Right, back to 100-man, and episode 9 which is an amazing anticlimax. After Kahvel kills the last of the enemy soldiers, the boss, we switch between Yuusuke, Kahvel, and Yuka in one group and Shindou, Kusue, and that dull blond guy whose name is Makuah, as they head toward Radodorba hoping they have the right kind of cargo to deliver. Most of it Yuka watching Kahvel blush a lot and trying to approach Yuusuke in a way that sets off all of Yuka’s otome gamer alarms. I was fooled, too, and I suppose Yuka’s nerd instincts are fun but they spend way too much time on it, possibly because they didn’t have anything else to pad the episode. The other group’s plans are as dull as mud, and in the end we just wonder why they spent so much time with people just traveling, reaching their destination, and clearing that part of the goal with no serious hitches. Was the show expecting a payoff with the nature of those boxes? I think all of us saw that coming a mile away.

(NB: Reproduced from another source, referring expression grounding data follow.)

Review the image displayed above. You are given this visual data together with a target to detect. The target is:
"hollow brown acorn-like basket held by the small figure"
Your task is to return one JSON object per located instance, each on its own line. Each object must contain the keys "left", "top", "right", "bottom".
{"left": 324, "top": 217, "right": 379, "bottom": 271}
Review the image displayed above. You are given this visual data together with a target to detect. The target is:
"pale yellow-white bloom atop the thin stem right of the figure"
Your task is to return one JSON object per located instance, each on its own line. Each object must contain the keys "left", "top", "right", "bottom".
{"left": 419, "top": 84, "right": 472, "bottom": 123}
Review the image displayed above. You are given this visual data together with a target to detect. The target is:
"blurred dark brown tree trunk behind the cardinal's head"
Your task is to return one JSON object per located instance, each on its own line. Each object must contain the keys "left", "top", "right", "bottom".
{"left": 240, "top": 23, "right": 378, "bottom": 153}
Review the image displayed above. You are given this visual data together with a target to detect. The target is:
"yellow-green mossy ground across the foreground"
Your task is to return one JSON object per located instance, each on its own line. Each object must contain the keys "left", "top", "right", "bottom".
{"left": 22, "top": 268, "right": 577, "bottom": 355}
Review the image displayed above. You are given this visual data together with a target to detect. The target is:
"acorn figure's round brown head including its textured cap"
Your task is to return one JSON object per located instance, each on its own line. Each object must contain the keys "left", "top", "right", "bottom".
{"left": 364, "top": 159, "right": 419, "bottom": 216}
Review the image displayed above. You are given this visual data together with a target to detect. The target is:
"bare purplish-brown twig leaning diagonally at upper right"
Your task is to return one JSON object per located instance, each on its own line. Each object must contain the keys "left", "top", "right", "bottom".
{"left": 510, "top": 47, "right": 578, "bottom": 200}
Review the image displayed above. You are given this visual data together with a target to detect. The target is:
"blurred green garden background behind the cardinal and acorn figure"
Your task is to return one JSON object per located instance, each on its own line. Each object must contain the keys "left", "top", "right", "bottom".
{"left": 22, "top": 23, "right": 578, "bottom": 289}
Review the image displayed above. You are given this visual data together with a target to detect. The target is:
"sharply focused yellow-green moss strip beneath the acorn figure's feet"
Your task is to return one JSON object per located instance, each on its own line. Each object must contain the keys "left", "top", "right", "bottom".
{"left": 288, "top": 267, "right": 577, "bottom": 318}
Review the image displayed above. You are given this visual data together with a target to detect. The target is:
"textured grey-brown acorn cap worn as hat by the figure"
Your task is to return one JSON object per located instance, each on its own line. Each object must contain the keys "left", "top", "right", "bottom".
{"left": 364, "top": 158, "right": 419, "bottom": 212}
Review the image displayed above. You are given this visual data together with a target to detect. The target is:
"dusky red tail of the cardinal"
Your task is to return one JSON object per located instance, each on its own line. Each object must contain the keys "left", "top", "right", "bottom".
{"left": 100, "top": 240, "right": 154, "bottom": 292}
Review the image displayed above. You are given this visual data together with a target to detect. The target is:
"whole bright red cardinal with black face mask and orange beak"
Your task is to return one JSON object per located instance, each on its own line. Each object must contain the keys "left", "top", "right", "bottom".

Episode 10 takes a strange turn as well. The team separates in order to cover the second half of the test. Sounds easy since they were already almost there, 5% of the map, but the show or the game decides to toss a blizzard at them. So we have all four trudging through snow that they’re ill-equipped to handle, each alone with their own thoughts. Yuka’s thoughts aren’t much and she just hides. Kusue is determined to help others but she’s too weak to handle the storm. Shindou has found strength in others but now she’s alone and she just stops aghast at some face in a rock. Yuusuke’s are the same contradictions as before. He talks about protecting life, but kills a monster whom he discovers has babies, and deserts them, since they’re virtual. While the setup is interesting in how it forces everyone alone to ponder this disaster, it got tiresome to watch and I kept waiting for the end, which doesn’t come. I hope each character isn’t going to trudge more and do more thinking next episode. I’m curious as to how much the fall Yuusuke experiences is going to add to the travel time. He’s not truly dead, after all, because it wasn’t hypothermia that did it.